Every year, when war breaks out, Fatima says, life is disrupted and markets, schools, and government institutions are closed. Then, after it stops, people resume their lives normally, markets open again, and children return to school. She adds: "When the last war broke out in April, we thought it would be the same way and that it would end soon. But, unfortunately, we discovered that the war this time was different from previous tribal wars."
Fatima then goes on to explain what happened in the city of El Geneina, saying: “In the Customs neighborhood, I saw a different scene. When the war broke out, the armed men, some of them foreigners, came and surrounded the city from four sides. As a journalist, I went to a high area to take photographs, and all the neighbors were watching from across the street. "The windows of the houses. The militia members were screaming and saying: 'Gog and Magog. We are the corruptors of the earth' and firing heavy bullets."

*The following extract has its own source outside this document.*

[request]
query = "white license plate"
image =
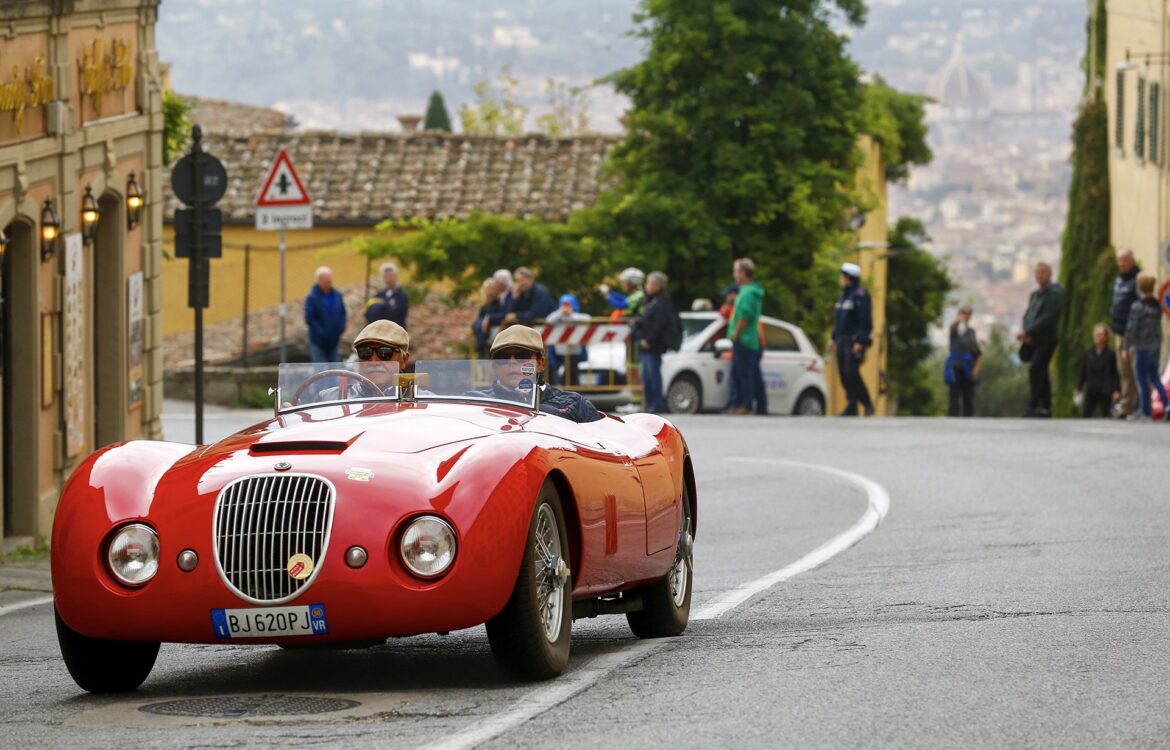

She added: "We were trapped inside the houses and had to hide under the beds. There were stray ammunition everywhere and you could hear people screaming in the streets and the exchange of fire. The war continued for 57 days in the southern neighborhoods of the city of El Geneina. The gunmen wiped out the neighborhoods of Al-Thawra, Al-Tadamon, Al-Jabal, Al-Jamarak and Al-Zuhur. The two targeting operations were The liquidation took place systematically from one house to another. They were killing without exception and did not leave behind women, children, men or young people. Snipers mounted the rooftops and were targeting everyone they saw. Death occurred in a way that I cannot describe. The gunmen came in very large quantities and then divided themselves into two parts: Some of them kill and some of them loot property. Some of the gunmen did not speak Arabic and were threatening to kill us if we did not give them gold and money.”
Fatima says that masked people broke into her house. “Masked people entered my house and one of them said to me - it seems he knew me - ‘Journalist, you used to write reports in the past, but can you do that now?’ They took my phone and my computer and broke them in front of my eyes.” Then they told me, “We are following you moment by moment, and if you do anything, you will regret your life.”
Fatima says that the number of deaths in El Geneina is estimated at thousands, and refers to reports that more than 15,000 people were killed. She tells the story of a tree in the city that the gunmen called the “Fataes” tree, noting that they used to bring people there to execute them by firing squad until a large number of bodies accumulated, so they called it the “Fataes tree” in disdain for the dead, she says.
Fatima Abdullah says that those fleeing El Geneina were killed on their way to refugee camps in Chad, and a large number of unaccompanied children arrived because their relatives were killed on the way. Fatima says that the Chadian army helped transport many of those fleeing and some of the wounded from El Geneina to the camps and provided them with water and food.
The suffering is great in the camps, Fatima says, but in the end, it is “lesser than war,” noting that people feed on animal feed and lack the most basic basics of life.